The Financial Markets Authority (FMA) has again urged financial services providers to prioritise cyber resilience, reminding them it’s mandatory to notify the regulator of any material breaches. 

FMA issued the reminder as Cyber Smart Week, an annual awareness campaign by the country’s Computer Emergency Response Team (CERT NZ), commenced last week. CERT NZ is a key component of New Zealand’s cyber security strategy. 

“In cyber risk, prevention is better than cure. The FMA encourages all financial service providers to understand cyber threats and to ensure their systems are resilient to best protect themselves and their customers,” FMA Executive Director of Response and Enforcement Paul Gregory said. 

“It is important that entities encourage their staff to better understand the cyber risk and to be aware of the materials provided by CERT NZ and the FMA to best protect their businesses and their customers.” 

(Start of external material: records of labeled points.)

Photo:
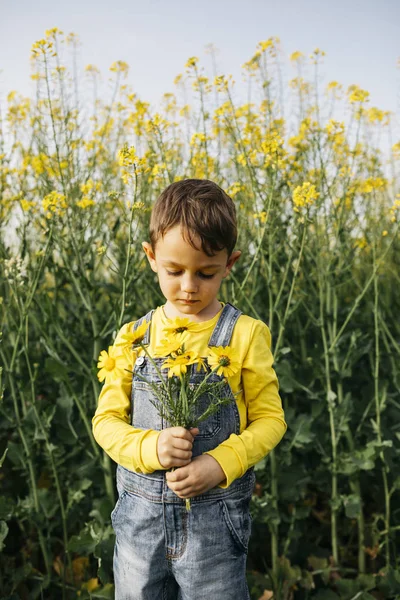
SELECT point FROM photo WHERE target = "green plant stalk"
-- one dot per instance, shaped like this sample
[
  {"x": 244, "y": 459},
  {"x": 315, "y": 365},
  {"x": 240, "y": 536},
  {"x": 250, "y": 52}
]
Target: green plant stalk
[
  {"x": 355, "y": 479},
  {"x": 330, "y": 404},
  {"x": 357, "y": 301},
  {"x": 32, "y": 476},
  {"x": 378, "y": 412},
  {"x": 51, "y": 459},
  {"x": 272, "y": 455}
]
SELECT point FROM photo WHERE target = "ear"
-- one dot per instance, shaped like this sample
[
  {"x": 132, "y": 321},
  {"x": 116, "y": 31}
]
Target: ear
[
  {"x": 151, "y": 257},
  {"x": 231, "y": 261}
]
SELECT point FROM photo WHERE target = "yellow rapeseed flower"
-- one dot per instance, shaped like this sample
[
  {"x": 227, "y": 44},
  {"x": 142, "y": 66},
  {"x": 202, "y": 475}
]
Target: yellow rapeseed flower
[
  {"x": 177, "y": 365},
  {"x": 119, "y": 67},
  {"x": 296, "y": 56},
  {"x": 134, "y": 338},
  {"x": 191, "y": 62},
  {"x": 356, "y": 94},
  {"x": 168, "y": 346},
  {"x": 54, "y": 203},
  {"x": 304, "y": 195},
  {"x": 85, "y": 202},
  {"x": 178, "y": 326},
  {"x": 110, "y": 365},
  {"x": 225, "y": 358}
]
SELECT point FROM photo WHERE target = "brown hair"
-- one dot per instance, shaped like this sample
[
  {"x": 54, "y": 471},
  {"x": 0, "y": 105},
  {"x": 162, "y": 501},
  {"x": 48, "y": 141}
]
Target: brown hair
[{"x": 202, "y": 209}]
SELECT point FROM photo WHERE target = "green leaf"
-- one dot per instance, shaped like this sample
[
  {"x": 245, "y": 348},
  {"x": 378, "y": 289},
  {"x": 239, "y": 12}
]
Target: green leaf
[
  {"x": 83, "y": 543},
  {"x": 326, "y": 594},
  {"x": 352, "y": 505},
  {"x": 106, "y": 592},
  {"x": 3, "y": 457},
  {"x": 3, "y": 533},
  {"x": 287, "y": 382},
  {"x": 57, "y": 370},
  {"x": 6, "y": 507}
]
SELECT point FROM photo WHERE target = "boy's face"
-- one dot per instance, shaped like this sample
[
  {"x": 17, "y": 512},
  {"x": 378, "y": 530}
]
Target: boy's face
[{"x": 188, "y": 278}]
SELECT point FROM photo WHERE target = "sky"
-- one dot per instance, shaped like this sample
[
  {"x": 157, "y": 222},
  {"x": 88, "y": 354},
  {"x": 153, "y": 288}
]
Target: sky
[{"x": 361, "y": 39}]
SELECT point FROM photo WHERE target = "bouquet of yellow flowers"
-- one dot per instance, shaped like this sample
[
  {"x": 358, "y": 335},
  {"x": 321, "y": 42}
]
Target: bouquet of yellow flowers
[{"x": 175, "y": 398}]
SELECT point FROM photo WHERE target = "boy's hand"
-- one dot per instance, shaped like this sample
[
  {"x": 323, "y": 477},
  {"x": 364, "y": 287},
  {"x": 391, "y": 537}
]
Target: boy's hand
[
  {"x": 174, "y": 446},
  {"x": 202, "y": 474}
]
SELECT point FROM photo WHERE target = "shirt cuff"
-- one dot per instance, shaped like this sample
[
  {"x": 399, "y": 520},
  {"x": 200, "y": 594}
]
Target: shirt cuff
[
  {"x": 230, "y": 462},
  {"x": 148, "y": 451}
]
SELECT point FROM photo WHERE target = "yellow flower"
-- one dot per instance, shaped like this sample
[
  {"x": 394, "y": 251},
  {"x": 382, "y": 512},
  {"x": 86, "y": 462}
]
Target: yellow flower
[
  {"x": 225, "y": 358},
  {"x": 111, "y": 365},
  {"x": 178, "y": 365},
  {"x": 134, "y": 338},
  {"x": 356, "y": 94},
  {"x": 168, "y": 346},
  {"x": 179, "y": 326},
  {"x": 295, "y": 56},
  {"x": 304, "y": 195},
  {"x": 192, "y": 62}
]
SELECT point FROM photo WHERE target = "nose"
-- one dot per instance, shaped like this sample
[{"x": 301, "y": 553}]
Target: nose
[{"x": 188, "y": 284}]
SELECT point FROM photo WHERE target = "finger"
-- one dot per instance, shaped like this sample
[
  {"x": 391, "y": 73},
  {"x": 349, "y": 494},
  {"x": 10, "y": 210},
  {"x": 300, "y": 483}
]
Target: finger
[
  {"x": 181, "y": 432},
  {"x": 181, "y": 454},
  {"x": 178, "y": 475},
  {"x": 182, "y": 444}
]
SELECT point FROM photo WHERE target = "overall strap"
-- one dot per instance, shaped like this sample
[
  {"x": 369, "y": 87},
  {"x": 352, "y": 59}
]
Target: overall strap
[
  {"x": 146, "y": 339},
  {"x": 221, "y": 336}
]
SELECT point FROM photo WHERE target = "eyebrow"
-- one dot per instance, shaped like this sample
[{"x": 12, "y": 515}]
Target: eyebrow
[{"x": 174, "y": 264}]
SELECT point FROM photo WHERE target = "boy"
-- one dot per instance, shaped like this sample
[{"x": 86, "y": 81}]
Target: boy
[{"x": 162, "y": 551}]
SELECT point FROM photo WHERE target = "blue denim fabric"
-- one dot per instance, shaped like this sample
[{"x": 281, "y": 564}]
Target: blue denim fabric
[{"x": 162, "y": 551}]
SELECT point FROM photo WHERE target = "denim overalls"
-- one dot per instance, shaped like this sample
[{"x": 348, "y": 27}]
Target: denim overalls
[{"x": 162, "y": 551}]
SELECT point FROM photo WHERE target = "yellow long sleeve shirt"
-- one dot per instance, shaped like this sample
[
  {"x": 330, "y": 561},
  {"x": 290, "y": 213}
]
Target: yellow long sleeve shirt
[{"x": 262, "y": 422}]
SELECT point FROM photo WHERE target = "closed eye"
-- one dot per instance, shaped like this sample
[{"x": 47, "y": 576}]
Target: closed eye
[{"x": 202, "y": 275}]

Licensed financial services provides such as insurers are required to notify the FMA of any event that materially impacts the information security of their critical technology systems, which can be caused by cyber-related incidents. 

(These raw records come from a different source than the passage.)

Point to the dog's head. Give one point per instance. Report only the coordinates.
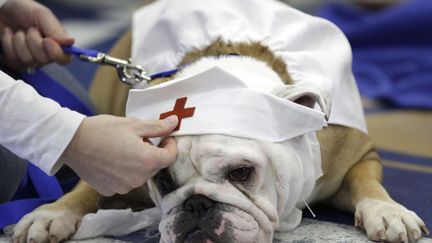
(234, 187)
(225, 189)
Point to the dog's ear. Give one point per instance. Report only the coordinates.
(138, 199)
(307, 94)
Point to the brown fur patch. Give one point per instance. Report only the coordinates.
(252, 49)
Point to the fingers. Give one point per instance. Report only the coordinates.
(157, 128)
(55, 52)
(34, 42)
(9, 51)
(29, 49)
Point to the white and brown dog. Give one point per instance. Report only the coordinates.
(235, 186)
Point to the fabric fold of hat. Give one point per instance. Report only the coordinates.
(224, 104)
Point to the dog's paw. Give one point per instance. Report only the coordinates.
(46, 225)
(388, 221)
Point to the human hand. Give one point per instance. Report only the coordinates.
(113, 155)
(31, 35)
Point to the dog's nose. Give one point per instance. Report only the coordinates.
(197, 205)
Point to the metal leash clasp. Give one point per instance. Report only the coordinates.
(128, 73)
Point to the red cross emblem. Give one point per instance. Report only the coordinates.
(180, 111)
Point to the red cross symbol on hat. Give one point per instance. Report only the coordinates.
(180, 111)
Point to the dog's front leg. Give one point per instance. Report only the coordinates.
(59, 220)
(375, 211)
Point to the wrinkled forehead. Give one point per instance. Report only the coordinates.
(203, 149)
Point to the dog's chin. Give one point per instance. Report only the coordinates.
(223, 223)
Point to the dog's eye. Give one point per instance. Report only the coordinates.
(164, 182)
(240, 174)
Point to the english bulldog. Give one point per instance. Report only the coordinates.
(246, 182)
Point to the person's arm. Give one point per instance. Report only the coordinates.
(110, 153)
(34, 127)
(31, 35)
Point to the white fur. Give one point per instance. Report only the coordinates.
(45, 223)
(385, 221)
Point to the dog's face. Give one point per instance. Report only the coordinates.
(222, 189)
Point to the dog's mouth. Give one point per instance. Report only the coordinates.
(197, 235)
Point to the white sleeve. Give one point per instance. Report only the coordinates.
(2, 2)
(34, 127)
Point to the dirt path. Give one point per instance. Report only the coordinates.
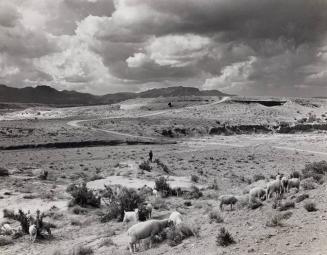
(77, 123)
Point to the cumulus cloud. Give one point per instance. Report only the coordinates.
(241, 46)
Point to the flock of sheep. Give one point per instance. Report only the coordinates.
(149, 228)
(279, 186)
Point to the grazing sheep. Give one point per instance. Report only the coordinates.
(284, 183)
(143, 230)
(293, 183)
(32, 232)
(227, 200)
(255, 193)
(274, 186)
(131, 216)
(175, 218)
(149, 210)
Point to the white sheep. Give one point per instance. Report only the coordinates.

A 2019 thematic review of cyber resilience in FMA-regulated entities found most participants were aware of the increasing cyber security risk and assessed themselves as being highly capable of protecting against, and recovering from, such threats. 

However, participating entities did not rate themselves highly in terms of detecting and responding to cyber threats. Participants also predicted that their cyber resilience was generally expected to improve over the following two years.